Radius Solis wrote:Salmoneus wrote:While it's all fine and dandy busting out the skepticism when it comes to marginal distinction ... , but that doesn't mean that we can seriously claim that our 'phonetic intuitions' can't be trusted in clear-cut cases, like /k/ vs /m/ or, in this case, /@/ vs /I/.
"Evidence is irrelevant if I believe really really hard in my preferred answer!" is an even less valid argument than KathAveara's word salad, and that is truly impressive.
Congratulations, you have discovered skepticism. Yes, everything we think we know MIGHT be wrong. Similarly, there's no point doing, say, spectrographic analysis, because while you might THINK that the graphs say one thing, you MIGHT be wrong. You might be deluding yourself, or being mislead by a malicious demon, or you might be living in a virtual reality constructed by robots determined to make you think that /I/ is not a phoneme.
But the fact that you can IMAGINE commonsense impressions being misleading is not evidence that they ARE misleading.
You've taken two random phonemes and asserted that they're the same. And your evidence for this is that... everyone might be wrong about being able to distinguish them. Well yes, they might, and I guess that's a good reason not to stake the existence of the universe on the assumption that what seems true is true. But that's not actually evidence that they aren't distinguished.
This would be more appealing if you'd chosen some apparent 'fact' that seemed dubious or marginal, the sort of thing small enough for people to be easily mislead about it. People thinking that the stop in 'pin' is the same as the stop in 'spin', for instance - that's the sort of thing where the more you think about it, the less clearly true it appears, and eventually you can actually adduce evidence that they're not (i.e. putting your hand in front of your mouth). But 'do "Rosa's" and "roses" have the same vowel in the second syllable?' is such an obvious and unambiguous 'yes' that it would take some really persuasive evidence to overcome the evidence of the senses. Given that it's an issue where popular opinion, careful introspective evidence and the opinions of experts all coincide... sorry, but it'll take more than reasoning of the 'ahh, but how do you KNOW your teeth aren't made of cheese!?' kind to make the contrary opinion seem respectable. Because yes, popular opinion, careful introspective evidence and the opinions of experts CAN all be wrong, and can even all be wrong at the same time... but that's not a reason to believe that they ARE wrong!
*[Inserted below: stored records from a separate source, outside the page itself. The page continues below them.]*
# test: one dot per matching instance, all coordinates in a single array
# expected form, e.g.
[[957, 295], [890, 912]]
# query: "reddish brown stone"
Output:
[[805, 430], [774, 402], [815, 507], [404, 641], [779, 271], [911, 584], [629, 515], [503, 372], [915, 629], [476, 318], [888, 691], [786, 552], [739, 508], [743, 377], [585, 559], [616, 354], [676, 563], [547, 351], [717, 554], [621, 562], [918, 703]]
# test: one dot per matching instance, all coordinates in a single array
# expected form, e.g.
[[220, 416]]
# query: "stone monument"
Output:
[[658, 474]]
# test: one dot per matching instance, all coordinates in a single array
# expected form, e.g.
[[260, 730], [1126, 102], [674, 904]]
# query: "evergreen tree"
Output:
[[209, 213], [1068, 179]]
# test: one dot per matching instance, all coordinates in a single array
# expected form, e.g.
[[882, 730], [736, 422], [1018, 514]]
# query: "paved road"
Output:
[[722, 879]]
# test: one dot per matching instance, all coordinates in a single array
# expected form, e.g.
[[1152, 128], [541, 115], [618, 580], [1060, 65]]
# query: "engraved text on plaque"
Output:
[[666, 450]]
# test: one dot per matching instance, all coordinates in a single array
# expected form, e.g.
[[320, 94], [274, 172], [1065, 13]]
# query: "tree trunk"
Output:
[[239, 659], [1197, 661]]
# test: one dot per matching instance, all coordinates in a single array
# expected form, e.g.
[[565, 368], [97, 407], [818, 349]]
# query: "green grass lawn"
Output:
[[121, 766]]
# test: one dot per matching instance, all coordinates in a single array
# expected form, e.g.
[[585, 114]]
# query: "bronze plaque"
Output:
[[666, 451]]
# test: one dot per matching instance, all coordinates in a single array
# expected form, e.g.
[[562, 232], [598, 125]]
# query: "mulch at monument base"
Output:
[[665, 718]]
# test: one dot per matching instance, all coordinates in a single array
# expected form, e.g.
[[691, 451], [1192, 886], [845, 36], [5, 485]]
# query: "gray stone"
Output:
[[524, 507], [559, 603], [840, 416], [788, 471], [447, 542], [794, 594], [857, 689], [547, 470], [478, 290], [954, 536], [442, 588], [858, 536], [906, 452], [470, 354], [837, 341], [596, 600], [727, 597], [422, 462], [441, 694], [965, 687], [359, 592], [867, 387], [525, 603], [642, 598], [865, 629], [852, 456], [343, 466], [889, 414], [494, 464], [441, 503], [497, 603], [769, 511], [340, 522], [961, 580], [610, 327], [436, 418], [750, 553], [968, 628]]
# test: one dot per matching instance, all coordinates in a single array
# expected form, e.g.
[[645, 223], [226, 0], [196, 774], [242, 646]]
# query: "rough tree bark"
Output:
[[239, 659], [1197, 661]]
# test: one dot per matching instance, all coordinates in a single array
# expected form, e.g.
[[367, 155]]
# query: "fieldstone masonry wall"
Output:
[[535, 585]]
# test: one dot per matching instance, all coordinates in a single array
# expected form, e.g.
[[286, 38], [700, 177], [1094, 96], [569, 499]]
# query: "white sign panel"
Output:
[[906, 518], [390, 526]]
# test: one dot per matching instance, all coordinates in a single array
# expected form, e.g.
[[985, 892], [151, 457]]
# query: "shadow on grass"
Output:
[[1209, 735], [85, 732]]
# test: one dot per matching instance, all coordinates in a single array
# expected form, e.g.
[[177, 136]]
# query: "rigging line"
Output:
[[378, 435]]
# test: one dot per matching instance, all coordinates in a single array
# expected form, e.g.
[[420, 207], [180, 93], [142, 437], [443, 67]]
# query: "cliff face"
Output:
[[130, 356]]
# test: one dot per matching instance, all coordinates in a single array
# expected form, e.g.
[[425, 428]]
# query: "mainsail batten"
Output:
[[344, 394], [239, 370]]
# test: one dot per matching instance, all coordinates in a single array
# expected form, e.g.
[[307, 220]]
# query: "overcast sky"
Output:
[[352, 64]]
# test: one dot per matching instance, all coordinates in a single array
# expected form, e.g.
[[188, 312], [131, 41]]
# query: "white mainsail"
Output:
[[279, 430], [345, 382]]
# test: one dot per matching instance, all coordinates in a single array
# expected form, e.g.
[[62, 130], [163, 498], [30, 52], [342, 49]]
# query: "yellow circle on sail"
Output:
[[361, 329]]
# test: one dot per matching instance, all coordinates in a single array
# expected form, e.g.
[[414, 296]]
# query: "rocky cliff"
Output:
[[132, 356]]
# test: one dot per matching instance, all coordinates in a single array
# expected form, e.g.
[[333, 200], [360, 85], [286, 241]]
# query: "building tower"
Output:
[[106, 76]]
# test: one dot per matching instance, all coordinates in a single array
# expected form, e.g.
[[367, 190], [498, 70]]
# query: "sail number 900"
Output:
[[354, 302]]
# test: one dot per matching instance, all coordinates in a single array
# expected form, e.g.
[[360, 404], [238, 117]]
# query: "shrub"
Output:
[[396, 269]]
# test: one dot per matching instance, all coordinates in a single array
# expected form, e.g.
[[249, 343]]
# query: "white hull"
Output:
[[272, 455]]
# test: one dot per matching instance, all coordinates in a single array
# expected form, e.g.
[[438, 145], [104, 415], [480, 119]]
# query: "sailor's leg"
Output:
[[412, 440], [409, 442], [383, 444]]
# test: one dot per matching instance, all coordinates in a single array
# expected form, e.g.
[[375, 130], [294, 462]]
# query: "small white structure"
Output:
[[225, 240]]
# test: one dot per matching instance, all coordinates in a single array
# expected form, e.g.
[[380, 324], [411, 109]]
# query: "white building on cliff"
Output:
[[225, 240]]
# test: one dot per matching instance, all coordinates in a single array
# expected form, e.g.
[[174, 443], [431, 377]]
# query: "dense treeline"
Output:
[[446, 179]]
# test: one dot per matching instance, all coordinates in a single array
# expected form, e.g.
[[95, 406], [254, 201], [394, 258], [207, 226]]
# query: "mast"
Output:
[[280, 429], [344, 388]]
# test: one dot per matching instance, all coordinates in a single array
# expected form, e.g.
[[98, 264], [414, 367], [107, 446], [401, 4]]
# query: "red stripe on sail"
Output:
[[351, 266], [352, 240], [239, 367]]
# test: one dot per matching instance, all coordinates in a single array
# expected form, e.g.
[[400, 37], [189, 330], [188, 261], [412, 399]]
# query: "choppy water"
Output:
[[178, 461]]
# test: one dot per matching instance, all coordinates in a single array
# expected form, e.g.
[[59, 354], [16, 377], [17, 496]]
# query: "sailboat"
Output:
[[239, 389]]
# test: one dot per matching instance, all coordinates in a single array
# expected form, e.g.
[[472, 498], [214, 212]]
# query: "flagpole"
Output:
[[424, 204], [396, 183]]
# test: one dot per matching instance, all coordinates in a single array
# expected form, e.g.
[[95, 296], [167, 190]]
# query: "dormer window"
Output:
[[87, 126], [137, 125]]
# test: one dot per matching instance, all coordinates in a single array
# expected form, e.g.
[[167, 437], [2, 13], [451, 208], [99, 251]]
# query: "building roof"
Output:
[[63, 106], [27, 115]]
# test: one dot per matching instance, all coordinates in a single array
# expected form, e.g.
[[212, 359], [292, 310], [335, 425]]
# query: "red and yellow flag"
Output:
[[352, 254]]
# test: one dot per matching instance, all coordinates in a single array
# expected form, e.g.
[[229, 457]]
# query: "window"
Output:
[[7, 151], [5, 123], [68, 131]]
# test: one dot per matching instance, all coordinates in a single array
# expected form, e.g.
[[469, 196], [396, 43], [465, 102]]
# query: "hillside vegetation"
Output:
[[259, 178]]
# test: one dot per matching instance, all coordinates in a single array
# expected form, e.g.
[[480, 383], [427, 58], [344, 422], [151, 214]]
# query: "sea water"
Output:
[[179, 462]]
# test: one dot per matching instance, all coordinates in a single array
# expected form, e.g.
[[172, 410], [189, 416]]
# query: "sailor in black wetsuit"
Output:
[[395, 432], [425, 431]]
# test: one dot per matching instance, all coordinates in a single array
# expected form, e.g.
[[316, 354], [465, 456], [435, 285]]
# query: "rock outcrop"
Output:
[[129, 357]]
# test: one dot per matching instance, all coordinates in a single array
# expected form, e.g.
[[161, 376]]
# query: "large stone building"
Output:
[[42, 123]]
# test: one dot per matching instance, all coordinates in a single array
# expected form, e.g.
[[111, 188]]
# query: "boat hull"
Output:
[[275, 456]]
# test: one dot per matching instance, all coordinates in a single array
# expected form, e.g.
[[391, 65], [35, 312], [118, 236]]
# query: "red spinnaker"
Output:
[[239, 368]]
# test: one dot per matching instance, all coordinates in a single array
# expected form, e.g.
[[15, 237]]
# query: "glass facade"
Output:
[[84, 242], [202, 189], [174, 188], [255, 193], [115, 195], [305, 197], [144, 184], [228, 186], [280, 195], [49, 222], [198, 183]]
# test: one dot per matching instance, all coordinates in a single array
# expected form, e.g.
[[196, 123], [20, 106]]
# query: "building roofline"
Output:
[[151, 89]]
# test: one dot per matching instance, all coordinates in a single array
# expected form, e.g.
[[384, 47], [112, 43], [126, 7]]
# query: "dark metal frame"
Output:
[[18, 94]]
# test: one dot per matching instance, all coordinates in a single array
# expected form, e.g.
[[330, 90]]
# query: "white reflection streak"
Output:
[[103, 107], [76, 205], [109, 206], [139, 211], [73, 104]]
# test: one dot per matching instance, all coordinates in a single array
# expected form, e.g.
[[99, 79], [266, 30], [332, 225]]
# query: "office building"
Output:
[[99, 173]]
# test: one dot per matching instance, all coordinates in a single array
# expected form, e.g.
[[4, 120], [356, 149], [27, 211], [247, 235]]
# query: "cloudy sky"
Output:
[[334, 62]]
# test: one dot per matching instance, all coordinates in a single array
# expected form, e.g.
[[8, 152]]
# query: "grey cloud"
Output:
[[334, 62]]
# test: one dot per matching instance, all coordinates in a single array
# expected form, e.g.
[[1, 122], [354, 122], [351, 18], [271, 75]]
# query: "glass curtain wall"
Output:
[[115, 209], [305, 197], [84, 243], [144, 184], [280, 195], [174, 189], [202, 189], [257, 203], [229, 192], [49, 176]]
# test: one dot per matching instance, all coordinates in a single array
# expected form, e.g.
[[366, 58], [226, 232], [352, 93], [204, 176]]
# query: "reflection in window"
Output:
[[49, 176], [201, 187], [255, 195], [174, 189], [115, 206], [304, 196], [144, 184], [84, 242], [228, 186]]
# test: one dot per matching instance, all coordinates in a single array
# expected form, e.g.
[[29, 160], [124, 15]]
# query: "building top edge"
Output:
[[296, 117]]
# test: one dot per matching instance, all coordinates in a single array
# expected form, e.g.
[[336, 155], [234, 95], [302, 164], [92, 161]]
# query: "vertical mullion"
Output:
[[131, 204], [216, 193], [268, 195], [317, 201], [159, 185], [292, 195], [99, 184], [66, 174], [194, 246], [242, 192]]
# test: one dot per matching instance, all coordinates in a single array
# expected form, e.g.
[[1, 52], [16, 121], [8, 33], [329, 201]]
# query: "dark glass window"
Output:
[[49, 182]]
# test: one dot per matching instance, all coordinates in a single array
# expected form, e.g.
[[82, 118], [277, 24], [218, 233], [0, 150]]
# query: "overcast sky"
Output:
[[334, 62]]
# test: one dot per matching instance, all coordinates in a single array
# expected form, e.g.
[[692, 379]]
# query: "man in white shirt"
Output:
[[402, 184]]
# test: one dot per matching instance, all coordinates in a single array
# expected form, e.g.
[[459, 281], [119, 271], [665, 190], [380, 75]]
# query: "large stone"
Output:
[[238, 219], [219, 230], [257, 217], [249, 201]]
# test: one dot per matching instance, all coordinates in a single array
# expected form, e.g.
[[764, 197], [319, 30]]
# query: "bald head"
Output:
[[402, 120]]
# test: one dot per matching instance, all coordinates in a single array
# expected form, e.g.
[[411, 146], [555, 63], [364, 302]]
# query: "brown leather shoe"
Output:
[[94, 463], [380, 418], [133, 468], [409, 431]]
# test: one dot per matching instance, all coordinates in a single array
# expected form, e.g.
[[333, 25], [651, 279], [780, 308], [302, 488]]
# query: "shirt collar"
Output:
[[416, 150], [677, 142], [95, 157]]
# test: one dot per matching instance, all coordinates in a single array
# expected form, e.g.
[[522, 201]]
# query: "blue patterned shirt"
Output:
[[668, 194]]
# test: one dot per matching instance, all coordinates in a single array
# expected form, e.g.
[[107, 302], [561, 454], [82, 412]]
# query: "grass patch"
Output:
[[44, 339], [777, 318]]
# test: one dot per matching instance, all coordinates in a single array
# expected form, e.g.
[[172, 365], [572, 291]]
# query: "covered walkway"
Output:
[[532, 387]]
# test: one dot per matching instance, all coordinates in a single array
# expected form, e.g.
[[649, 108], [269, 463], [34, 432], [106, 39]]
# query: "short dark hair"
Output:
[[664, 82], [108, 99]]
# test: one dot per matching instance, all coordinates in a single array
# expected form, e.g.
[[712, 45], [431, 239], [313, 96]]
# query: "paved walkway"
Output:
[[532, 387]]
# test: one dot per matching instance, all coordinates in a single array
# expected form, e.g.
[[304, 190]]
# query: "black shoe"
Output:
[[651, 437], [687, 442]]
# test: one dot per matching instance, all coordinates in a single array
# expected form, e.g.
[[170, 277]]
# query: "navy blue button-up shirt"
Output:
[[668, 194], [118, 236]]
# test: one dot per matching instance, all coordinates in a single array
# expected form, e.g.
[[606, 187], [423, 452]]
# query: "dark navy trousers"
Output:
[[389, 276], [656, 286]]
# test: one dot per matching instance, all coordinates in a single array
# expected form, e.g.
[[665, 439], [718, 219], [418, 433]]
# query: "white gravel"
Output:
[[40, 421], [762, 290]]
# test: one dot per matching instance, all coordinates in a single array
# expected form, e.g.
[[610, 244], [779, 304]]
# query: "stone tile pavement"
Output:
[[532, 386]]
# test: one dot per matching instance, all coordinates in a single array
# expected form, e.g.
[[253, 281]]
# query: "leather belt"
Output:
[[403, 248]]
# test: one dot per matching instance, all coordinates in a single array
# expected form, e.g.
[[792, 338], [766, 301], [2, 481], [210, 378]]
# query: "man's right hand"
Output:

Otherwise you float down the Pyrrhonian/Ungerian "oh but nobody can ever know anything because any belief that there is evidence may itself be a mistaken belief" waterway to sitting very still not able to do anything in case the imaginary crocodile eats you, because you can never know for sure that it's NOT there.
ETA: maybe you're confused because "Rosa's" and "roses" aren't words that often have to be distinguished. But there can surely be no reasonable doubt that the vowels are different in 'Lennin' and 'Lennon', 'purest' and 'purist', or 'illusion' or 'allusion'!
Another minimal pair: razors vs raises.
P.S. if you're determined to do away with schwa, it seems a lot more sensible to say that non-reduced schwa is an allophone of /r/. Though this isn't entirely convincing itself.